2) Les différents systèmes de Quorum Sensing

De nombreuses études ont permis de mettre en évidence qu’il existe un grand nombre de molécules signal du QS de natures chimiques distinctes. Chez les bactéries à Gram négatif, on retrouve en majorité des N-AcylHomosérine Lactones (AHL), connues aussi sous le nom d’Auto-Inducteurs-1 (AI-1). On trouve également chez ces bactéries à Gram négatif le système lié à la production d’Auto-Inducteur-3 (AI-3), de structure inconnue, notamment chez les Escherischia coli EntéroHémorragiques (ECEH).

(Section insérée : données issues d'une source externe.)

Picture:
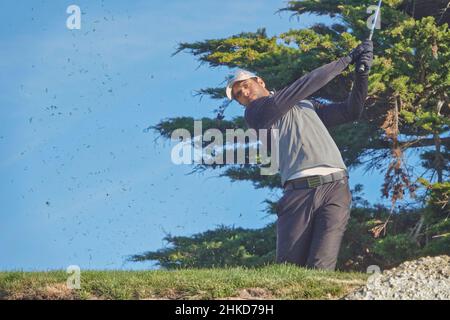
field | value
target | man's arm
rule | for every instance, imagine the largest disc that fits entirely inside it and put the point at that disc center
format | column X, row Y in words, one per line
column 333, row 114
column 263, row 112
column 351, row 109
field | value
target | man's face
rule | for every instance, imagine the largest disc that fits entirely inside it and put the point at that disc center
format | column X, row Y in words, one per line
column 249, row 90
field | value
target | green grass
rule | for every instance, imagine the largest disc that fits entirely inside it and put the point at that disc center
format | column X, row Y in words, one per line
column 270, row 282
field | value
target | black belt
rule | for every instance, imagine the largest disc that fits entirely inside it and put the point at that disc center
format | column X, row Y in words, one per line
column 314, row 181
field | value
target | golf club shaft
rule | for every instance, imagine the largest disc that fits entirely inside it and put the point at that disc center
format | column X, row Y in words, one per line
column 362, row 67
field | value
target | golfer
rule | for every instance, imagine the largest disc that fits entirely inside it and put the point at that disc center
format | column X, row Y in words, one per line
column 315, row 207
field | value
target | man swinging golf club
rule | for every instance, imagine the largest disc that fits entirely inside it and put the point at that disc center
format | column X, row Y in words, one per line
column 315, row 207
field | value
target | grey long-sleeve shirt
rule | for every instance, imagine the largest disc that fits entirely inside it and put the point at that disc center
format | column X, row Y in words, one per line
column 304, row 141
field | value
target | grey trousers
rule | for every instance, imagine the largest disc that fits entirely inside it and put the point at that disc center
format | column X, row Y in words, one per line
column 311, row 224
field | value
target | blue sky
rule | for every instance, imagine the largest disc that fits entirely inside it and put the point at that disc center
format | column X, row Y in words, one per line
column 82, row 182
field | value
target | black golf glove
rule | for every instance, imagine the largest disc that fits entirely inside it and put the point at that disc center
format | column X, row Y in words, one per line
column 366, row 46
column 366, row 59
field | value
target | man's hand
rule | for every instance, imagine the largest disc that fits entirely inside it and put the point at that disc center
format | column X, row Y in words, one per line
column 366, row 59
column 365, row 47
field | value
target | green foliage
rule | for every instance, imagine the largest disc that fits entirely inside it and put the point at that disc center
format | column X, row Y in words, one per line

Chez les bactéries à Gram positif, les molécules signal sont essentiellement de nature peptidique et appelés Auto-Inducteurs Polypeptidiques (AIP). Il existe d'autres auto-inducteurs qui sont des 2-alkyl-4-quinolones, des γ-butyrolactones, des furanones, des acides gras, des esters méthyliques d’acides gras et des dérivés de 4,5-dihydroxy-2,36pentadione (DPD) (Winzer et al., 2002a; Sperandio et al., 2003; Winzer et al., 2003; Vendeville et al., 2005; Williams, 2007; Williams et al., 2007). Le système de QS basé sur les AutoInducteurs-2 (AI-2) de type furanones, est retrouvé à la fois chez les bactéries à Gram négatif et à Gram positif (Winzer et al., 2002b; Winzer et al., 2002a, 2003; Vendeville et al., 2005) alors que les peptides cycliques ou modifiés, les γ- butyrolactones sont trouvés uniquement chez les bactéries à Gram positif comme les Streptocoques, les Staphylocoques et les Streptomycètes. Yim et ses collègues (2006) ont suggéré qu’un grand nombre de métabolites extracellulaires, incluant ceux ayant une activité antibiotique, ont potentiellement un rôle de molécule signal (Yim, 2007).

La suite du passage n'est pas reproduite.